En 2016, Julien Baker, Lucy Dacus et Phoebe Bridgers se sont rencontrés et sont devenus rapidement amis. À la suite de cette amitié et de cette alchimie, boygenius a émergé, avec un magnifique EP éponyme enregistré en seulement quatre jours en 2018. Au début, aucun d’entre eux n’imaginait que cela deviendrait un tournant aussi important dans leurs carrières respectives, mais cet humble projet n’a pas suffi à apaiser l’enthousiasme qu’il avait suscité.
Après 6 ans à se demander s’il y aurait plus de boygenius ou si cela resterait une anecdote, les auteurs-compositeurs-interprètes unissent à nouveau leurs forces et reprennent le supergroupe avec leur premier album, ‘the record’. À ce stade, les trois solos ont déjà atteint un certain statut aisé dans la scène indie rock (et un peu au-delà, même), donc les attentes étaient encore plus élevées.
Toute crainte de déception qu’il pouvait y avoir est rapidement dissipée par le premier morceau “Without You Without Them”, une ode a cappella à l’amitié qui montre que quelque chose de magique se produit lorsque leurs voix se rejoignent. Malgré le fait que plusieurs chansons de l’album aient été écrites séparément et s’inscrivent dans le style d’un seul de ses membres, il y a toujours un sentiment de cohésion et de travail d’équipe.
Sur ‘$20’, guidé par des riffs de guitares succulents, Julien Baker chante le combat jusqu’au bout pour ses idéaux, quitte à tout perdre. Vers la fin de la chanson, Phoebe Bridgers ajoute sa marque de fabrique en criant comme son iconique et cathartique “I Know the End”.
Le suivant de la séquence vient précisément de cette époque : la chanteuse californienne venait de terminer ‘Punisher’ et a envoyé un message à ses collègues avec les paroles de ‘Emily I’m Sorry’ et la question de ‘can we be a man again’ ? groupe encore?” La chanson parle de l’actrice vocale Emily Bannon, avec qui elle était dans une relation polyamoureuse avec le comédien Chris Nelson. Stylistiquement, cela pourrait parfaitement s’intégrer à son album solo susmentionné, mais Baker et Dacus ajoutent de magnifiques harmonies vocales et transforment l’intimité de la chanson en une expérience collective. ‘True Blue’ fonctionne de manière similaire, qui suit la piste nostalgique du troisième album de Dacus, ‘Home Video’, et possède certaines des mélodies les plus immédiates et les mieux construites du projet.
La section médiane est la plus collaborative, où le style de chacun converge avec une fluidité miraculeuse. Ce qui rend boygenius si spécial, c’est que personne n’est plus important que n’importe qui d’autre : les trois sont les leaders. Ce manque d’ego et le profond respect et admiration entre eux donnent naissance à des pépites comme ‘Not Strong Enough’, situé en plein milieu de la séquence, qui captive dès le début avec ses belles guitares jangle pop et sa progression passionnante, culminant avec une pause merveilleuse dans la voix de Dacus alors qu’il chante le dernier refrain. Ou encore le rocker ‘Satanist’, qui offre aussi un son excitant pour le groupe, qui s’aventure dans des sonorités plus dures et plus sombres : un disque dans lequel Baker se sent particulièrement à l’aise.

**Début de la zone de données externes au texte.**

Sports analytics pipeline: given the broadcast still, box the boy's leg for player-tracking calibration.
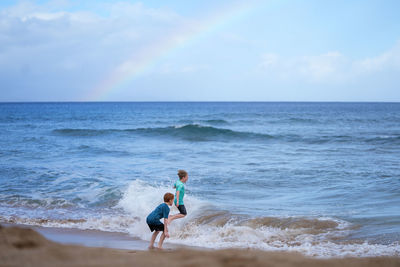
[158,232,165,249]
[149,231,160,248]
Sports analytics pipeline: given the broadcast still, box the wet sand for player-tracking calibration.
[0,226,400,267]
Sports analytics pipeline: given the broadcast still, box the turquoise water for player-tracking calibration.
[0,103,400,256]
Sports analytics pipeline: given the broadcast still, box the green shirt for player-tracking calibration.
[174,180,185,205]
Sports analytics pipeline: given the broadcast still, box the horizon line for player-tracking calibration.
[0,100,400,104]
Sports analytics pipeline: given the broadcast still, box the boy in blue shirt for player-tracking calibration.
[146,193,174,249]
[168,170,189,223]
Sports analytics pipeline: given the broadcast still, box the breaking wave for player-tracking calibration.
[0,180,400,257]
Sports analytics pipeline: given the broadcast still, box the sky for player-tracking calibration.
[0,0,400,102]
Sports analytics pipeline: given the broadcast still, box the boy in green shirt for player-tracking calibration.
[168,170,189,223]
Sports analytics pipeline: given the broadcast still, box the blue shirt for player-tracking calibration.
[146,203,169,224]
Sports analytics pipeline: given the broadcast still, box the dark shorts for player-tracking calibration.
[177,205,187,215]
[147,223,164,232]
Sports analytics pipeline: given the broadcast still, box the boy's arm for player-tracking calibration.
[176,190,180,207]
[164,218,169,237]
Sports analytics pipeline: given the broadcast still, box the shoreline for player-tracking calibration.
[0,225,400,267]
[0,223,202,251]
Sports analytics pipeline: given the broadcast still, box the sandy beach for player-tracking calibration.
[0,226,400,267]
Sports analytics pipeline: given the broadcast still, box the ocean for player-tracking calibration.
[0,102,400,257]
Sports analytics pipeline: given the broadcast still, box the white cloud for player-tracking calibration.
[0,1,191,99]
[259,42,400,83]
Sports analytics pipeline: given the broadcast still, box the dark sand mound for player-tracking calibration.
[0,226,400,267]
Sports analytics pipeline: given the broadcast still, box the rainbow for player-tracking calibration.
[82,1,255,101]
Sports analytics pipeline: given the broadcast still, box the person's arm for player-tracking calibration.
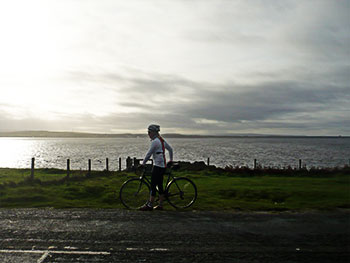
[142,141,156,165]
[164,141,173,162]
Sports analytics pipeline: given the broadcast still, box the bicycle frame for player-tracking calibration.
[139,168,174,193]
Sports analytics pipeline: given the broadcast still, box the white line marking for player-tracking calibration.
[37,251,50,263]
[0,249,111,255]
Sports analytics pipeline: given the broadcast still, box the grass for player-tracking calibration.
[0,169,350,211]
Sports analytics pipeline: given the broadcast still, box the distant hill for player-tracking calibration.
[0,131,349,138]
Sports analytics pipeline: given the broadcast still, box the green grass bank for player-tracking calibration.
[0,168,350,211]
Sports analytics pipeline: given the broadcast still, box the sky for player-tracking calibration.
[0,0,350,136]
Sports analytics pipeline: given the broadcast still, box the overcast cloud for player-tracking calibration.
[0,0,350,135]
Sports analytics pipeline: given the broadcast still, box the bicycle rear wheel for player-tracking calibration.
[167,177,197,208]
[119,178,150,209]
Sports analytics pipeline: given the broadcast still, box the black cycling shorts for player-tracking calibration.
[151,166,165,196]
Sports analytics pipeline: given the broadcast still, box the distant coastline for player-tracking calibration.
[0,131,350,138]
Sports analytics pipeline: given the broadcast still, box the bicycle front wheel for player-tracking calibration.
[119,178,150,209]
[167,177,197,208]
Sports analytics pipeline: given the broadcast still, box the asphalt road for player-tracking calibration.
[0,209,350,263]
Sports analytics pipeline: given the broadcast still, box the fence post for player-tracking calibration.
[88,159,91,175]
[30,157,35,180]
[67,159,70,178]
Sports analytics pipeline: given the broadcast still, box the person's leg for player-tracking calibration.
[157,167,165,207]
[148,166,160,207]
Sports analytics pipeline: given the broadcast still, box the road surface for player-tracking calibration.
[0,209,350,263]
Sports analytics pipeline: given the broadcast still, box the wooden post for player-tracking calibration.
[67,159,70,178]
[30,157,35,180]
[88,159,91,175]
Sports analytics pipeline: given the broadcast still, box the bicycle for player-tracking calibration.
[119,163,197,210]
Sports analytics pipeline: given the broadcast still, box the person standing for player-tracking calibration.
[140,124,173,211]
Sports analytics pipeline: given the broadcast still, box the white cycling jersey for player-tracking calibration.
[142,137,173,168]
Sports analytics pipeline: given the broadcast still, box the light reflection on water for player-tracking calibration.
[0,138,350,170]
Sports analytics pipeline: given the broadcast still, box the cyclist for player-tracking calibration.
[140,124,173,211]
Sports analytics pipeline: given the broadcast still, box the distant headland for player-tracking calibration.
[0,131,350,138]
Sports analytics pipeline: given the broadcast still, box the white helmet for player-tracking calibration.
[148,124,160,132]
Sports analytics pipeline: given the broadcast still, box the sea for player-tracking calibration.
[0,137,350,170]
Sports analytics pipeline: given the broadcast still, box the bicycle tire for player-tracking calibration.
[166,177,197,209]
[119,178,150,210]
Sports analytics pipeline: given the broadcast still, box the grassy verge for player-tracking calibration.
[0,169,350,211]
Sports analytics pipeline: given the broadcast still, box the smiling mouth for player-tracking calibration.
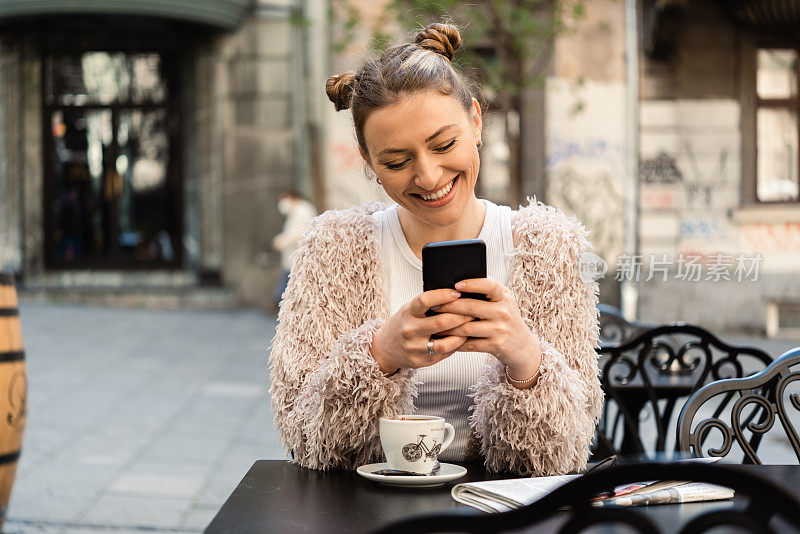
[412,175,460,202]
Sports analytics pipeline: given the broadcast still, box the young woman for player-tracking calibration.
[270,24,603,475]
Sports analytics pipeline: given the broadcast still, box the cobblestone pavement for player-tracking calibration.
[4,302,283,534]
[4,301,800,534]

Les chansons du trio – ensemble et séparément – ont la qualité de réveiller des émotions que l’on croyait endormies avec l’intensité et la turbulence d’un tremblement de terre, mais avec une simplicité poignante. Que ce soit par des déclarations d’amour déchirantes (“Tu pourrais absolument me briser le cœur / c’est comme ça que je sais que nous sommes amoureux”, dans la puissante ballade “Nous sommes amoureux”), des aveux durs de chagrin (“Je peux te raccompagner à la maison et pratiquer le jeu de méthode / Je ferai semblant d’être avec toi n’a pas envie de se noyer », dans « Cool About It ») ou de plaisanter sur des citations transcendantales de Leonard Cohen (« Je ne suis pas un vieil homme en crise existentielle / à un Monastère bouddhiste écrivant de la poésie excitante / mais je suis d’accord”, dans ‘Leonard Cohen’), ses paroles trouvent toujours un moyen de faire de la poésie à partir d’endroits inattendus.
Dans ‘the record’, le sarcasme coexiste avec la gravité et la mondanité avec la profondeur. Mais ce qui plane avant tout, c’est un sens de l’amitié attachant. Sachant que, malgré le fait que les relations interpersonnelles ne sont pas toujours faciles, rien de tel que de s’entourer de personnes qui vous comprennent et qui vous encouragent à être votre meilleure version. Comme on dit dans ‘True Blue’, “Ça fait du bien d’être si bien connu”.